My phone started beeping and vibrating in my ear.

I swore.

‘What?'

‘My phone's going weird. I have to go. Give us a call if you're serious about coming down.'

‘I'm serious. I'll see you later.'

The beeping and vibration was a text message from Debbie.

Coffee?

Sure
, I replied, but I wasn't.

She sent me directions and, after I collected the car, I found her sitting in her MX5 near the eastern entrance of
the shopping centre. Exactly where she'd said she'd be. I guess the car wasn't easily concealable, but I did feel a sense of achievement in finding her.

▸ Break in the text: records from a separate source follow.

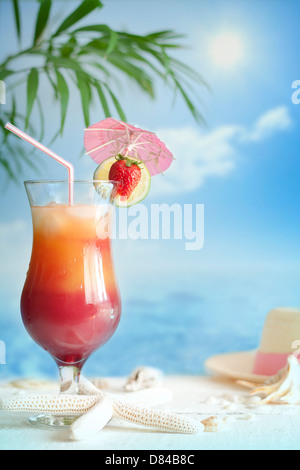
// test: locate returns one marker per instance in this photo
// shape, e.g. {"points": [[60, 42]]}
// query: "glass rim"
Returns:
{"points": [[52, 181]]}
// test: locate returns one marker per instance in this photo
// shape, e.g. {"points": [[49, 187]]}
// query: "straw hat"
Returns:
{"points": [[280, 338]]}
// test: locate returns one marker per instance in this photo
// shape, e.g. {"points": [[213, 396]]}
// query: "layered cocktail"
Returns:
{"points": [[70, 303]]}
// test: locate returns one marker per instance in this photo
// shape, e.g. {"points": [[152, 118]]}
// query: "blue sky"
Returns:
{"points": [[244, 166]]}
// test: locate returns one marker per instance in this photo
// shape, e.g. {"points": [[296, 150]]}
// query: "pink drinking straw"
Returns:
{"points": [[44, 149]]}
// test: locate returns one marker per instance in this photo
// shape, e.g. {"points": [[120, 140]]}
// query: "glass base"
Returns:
{"points": [[52, 422]]}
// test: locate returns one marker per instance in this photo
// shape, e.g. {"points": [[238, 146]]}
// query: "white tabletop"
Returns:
{"points": [[245, 425]]}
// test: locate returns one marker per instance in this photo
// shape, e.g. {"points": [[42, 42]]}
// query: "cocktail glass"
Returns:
{"points": [[70, 302]]}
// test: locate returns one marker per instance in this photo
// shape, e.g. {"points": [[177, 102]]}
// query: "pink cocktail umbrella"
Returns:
{"points": [[110, 137]]}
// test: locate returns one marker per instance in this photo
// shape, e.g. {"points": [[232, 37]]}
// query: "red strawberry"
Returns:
{"points": [[128, 173]]}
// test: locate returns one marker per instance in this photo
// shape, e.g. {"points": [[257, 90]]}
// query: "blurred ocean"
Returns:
{"points": [[174, 328]]}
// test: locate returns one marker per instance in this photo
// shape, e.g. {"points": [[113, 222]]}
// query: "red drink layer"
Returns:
{"points": [[70, 303]]}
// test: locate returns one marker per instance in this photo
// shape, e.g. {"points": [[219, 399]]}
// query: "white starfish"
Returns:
{"points": [[97, 408]]}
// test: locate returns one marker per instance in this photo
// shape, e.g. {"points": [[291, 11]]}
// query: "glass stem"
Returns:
{"points": [[69, 379]]}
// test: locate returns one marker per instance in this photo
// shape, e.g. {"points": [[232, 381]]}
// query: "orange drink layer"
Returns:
{"points": [[70, 303]]}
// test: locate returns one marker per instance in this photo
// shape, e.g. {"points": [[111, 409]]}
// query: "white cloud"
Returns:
{"points": [[275, 120], [15, 243], [200, 155]]}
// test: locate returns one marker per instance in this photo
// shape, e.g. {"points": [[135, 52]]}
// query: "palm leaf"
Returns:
{"points": [[85, 94], [17, 17], [103, 99], [42, 19], [32, 88], [86, 7], [63, 91]]}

With a smile as her only greeting, she walked into the centre and I followed.

Like a good puppy.

With all the self-doubts stirred and murky in my body, I asked myself what I was doing following the woman in the dark sunglasses. I watched her firm bum through her designer tracksuit and realised I was looking for distractions. Searching for another form of oblivion. Mum hid behind her work and her new life. I tried to occupy myself with Bundy and women.

Debbie sat at a table in the food court and I plonked myself opposite. She lifted her sunglasses into headband mode and smiled again.

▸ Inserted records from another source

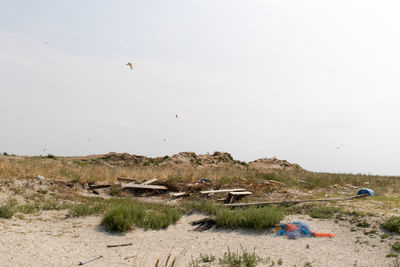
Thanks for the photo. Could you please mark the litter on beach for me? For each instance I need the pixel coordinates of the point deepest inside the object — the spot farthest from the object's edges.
(296, 230)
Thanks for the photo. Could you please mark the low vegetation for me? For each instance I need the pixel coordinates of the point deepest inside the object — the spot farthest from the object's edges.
(257, 218)
(6, 211)
(121, 216)
(392, 224)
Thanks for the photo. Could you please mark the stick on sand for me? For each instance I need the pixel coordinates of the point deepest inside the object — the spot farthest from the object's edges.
(89, 260)
(120, 245)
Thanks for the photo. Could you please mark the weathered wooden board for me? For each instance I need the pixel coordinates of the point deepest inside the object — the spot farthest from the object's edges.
(141, 186)
(222, 191)
(290, 202)
(152, 181)
(127, 179)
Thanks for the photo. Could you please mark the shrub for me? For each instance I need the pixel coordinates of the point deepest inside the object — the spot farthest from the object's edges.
(160, 219)
(115, 190)
(396, 246)
(236, 259)
(122, 216)
(392, 224)
(6, 211)
(85, 209)
(258, 218)
(323, 212)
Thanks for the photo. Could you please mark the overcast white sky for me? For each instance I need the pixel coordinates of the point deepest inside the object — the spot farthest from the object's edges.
(291, 79)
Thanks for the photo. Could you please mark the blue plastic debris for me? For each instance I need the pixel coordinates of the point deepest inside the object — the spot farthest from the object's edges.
(367, 191)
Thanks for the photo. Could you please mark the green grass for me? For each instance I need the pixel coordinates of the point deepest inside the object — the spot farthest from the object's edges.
(239, 259)
(396, 246)
(86, 209)
(257, 218)
(323, 212)
(121, 216)
(392, 224)
(6, 211)
(115, 191)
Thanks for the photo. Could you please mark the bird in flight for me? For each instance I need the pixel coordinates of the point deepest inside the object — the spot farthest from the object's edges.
(129, 64)
(340, 146)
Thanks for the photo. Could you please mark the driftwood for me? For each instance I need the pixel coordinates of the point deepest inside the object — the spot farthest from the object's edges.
(180, 194)
(140, 186)
(126, 179)
(152, 181)
(236, 196)
(119, 245)
(222, 191)
(203, 224)
(89, 260)
(291, 202)
(99, 186)
(274, 182)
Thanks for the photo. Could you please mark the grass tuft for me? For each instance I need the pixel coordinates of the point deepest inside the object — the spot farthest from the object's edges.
(392, 224)
(258, 218)
(6, 211)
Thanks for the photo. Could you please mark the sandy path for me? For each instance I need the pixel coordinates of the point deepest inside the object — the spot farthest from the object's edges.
(65, 242)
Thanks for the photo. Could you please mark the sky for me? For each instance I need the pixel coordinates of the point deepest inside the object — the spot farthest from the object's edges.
(290, 79)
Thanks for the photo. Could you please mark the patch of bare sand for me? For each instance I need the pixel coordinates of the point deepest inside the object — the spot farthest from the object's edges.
(51, 240)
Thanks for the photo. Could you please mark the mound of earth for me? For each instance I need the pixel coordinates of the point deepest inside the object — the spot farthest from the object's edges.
(192, 160)
(268, 164)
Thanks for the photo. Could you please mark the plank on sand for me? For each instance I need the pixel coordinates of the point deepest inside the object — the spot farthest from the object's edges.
(222, 191)
(141, 186)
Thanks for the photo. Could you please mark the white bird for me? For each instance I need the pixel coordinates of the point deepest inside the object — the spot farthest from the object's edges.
(129, 64)
(340, 146)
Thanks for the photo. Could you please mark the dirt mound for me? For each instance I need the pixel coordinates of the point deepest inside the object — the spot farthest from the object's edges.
(182, 159)
(270, 164)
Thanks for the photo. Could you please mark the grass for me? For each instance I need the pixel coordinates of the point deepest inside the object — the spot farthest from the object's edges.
(86, 209)
(257, 218)
(238, 259)
(323, 212)
(6, 211)
(123, 215)
(100, 169)
(396, 246)
(392, 224)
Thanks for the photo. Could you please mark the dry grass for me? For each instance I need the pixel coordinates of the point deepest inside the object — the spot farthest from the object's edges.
(71, 169)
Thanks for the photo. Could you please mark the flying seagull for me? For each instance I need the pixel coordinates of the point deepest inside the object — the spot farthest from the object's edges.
(340, 146)
(129, 64)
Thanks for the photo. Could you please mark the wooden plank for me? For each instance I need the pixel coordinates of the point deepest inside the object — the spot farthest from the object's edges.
(290, 202)
(274, 182)
(119, 245)
(140, 186)
(222, 191)
(180, 194)
(152, 181)
(98, 186)
(127, 179)
(245, 193)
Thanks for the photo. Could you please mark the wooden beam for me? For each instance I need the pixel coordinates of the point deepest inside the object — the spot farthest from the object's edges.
(241, 193)
(152, 181)
(222, 191)
(180, 194)
(290, 202)
(126, 179)
(140, 186)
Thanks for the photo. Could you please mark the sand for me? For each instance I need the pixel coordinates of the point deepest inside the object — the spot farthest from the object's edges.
(53, 240)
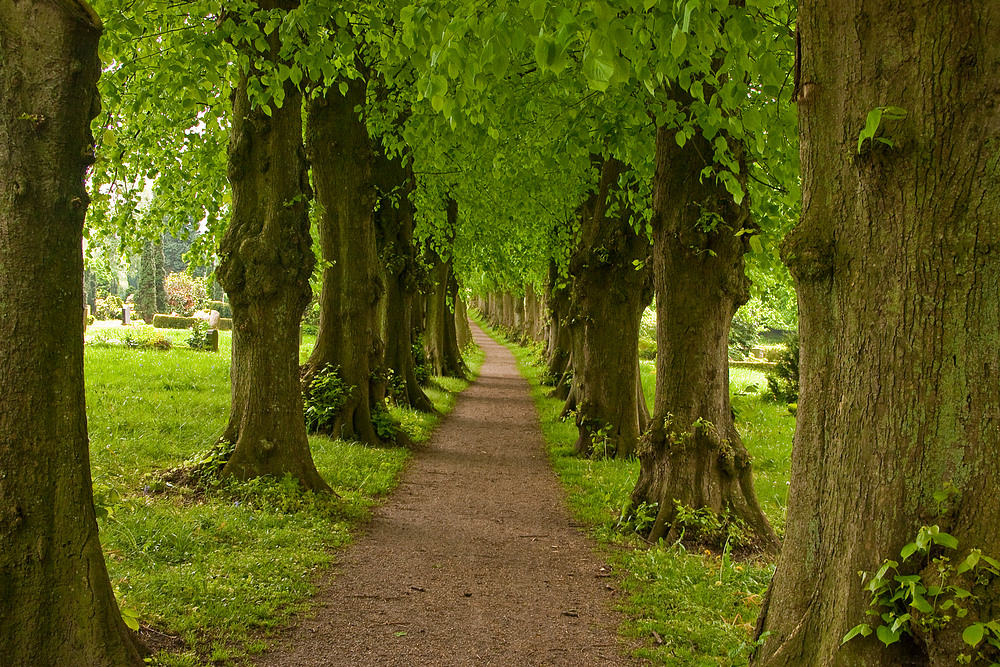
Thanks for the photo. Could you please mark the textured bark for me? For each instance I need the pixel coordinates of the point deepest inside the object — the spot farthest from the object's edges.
(402, 276)
(441, 336)
(463, 329)
(266, 261)
(56, 602)
(610, 295)
(897, 266)
(348, 338)
(692, 453)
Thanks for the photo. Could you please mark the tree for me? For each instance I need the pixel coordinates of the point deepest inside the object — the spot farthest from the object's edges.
(56, 600)
(609, 294)
(266, 263)
(896, 266)
(341, 154)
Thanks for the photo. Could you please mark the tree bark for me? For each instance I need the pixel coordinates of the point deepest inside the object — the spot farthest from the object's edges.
(348, 337)
(897, 266)
(692, 453)
(441, 334)
(610, 295)
(266, 261)
(56, 602)
(402, 273)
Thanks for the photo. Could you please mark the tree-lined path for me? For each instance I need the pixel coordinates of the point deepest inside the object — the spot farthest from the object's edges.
(474, 561)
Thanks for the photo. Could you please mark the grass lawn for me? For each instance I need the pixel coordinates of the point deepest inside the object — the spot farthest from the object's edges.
(683, 607)
(219, 569)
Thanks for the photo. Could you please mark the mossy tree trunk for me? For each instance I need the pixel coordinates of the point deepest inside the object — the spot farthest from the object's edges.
(692, 453)
(403, 275)
(559, 343)
(348, 338)
(266, 261)
(610, 295)
(56, 602)
(897, 266)
(441, 335)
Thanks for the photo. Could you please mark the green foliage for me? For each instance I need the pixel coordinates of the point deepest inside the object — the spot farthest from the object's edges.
(783, 382)
(683, 608)
(935, 594)
(874, 123)
(109, 308)
(743, 337)
(132, 337)
(200, 335)
(185, 293)
(647, 334)
(174, 322)
(327, 395)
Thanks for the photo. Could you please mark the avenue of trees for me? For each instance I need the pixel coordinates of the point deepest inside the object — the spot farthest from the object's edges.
(560, 167)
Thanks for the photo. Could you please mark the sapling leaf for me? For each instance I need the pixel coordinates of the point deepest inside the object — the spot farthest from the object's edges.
(973, 634)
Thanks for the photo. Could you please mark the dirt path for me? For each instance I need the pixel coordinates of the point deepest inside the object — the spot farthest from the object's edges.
(473, 561)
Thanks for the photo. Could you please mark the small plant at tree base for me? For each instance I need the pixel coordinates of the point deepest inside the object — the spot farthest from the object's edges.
(328, 393)
(910, 604)
(783, 383)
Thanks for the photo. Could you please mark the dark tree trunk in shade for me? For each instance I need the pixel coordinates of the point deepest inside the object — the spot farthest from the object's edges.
(609, 294)
(56, 602)
(896, 261)
(692, 453)
(342, 158)
(266, 260)
(441, 336)
(402, 274)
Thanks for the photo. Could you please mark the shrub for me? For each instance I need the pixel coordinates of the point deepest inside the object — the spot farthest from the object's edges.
(743, 337)
(199, 338)
(131, 337)
(328, 393)
(225, 309)
(783, 382)
(174, 322)
(185, 293)
(109, 308)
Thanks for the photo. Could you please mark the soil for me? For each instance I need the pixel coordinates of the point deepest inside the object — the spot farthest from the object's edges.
(474, 560)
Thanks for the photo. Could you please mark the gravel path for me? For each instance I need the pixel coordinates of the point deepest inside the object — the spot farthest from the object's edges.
(474, 560)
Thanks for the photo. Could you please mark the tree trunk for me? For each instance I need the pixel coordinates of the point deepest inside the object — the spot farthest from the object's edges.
(348, 336)
(441, 334)
(559, 344)
(610, 295)
(56, 602)
(897, 265)
(462, 328)
(692, 453)
(266, 263)
(402, 276)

‘We don't have to have a coffee. I understand if it's awkward and that,' I said.

She glared. ‘It's only a coffee.'

I wondered who she was trying to convince.

She bought cappuccinos.

Silence.

It buzzed around us until it had woven an impenetrable shell of awkwardness.

This is fun, I thought, and a boy sitting at the table behind Debbie let rip with a forced Coke burp that almost tore a hole in the space–time continuum. It cracked the egg of silence that had settled over us.

Debbie laughed quietly and shook her head. ‘Who'd actually want to have kids?'

I laughed and shook my head. Kids aren't the problem, I thought. They're just honest and some of them don't care what you think of them. Some of them will kill you with their farts and then try to kiss you back to life. Debbie couldn't see the boy who'd burped. At a squint, he looked like a ten-year-old version of Francis. And if Francis had brought forth a burp like that, it would have been cause for much celebration. Tori would have called him Thunder Guts and the boy would have tried to force another one until some of the Coke found its way back into his mouth.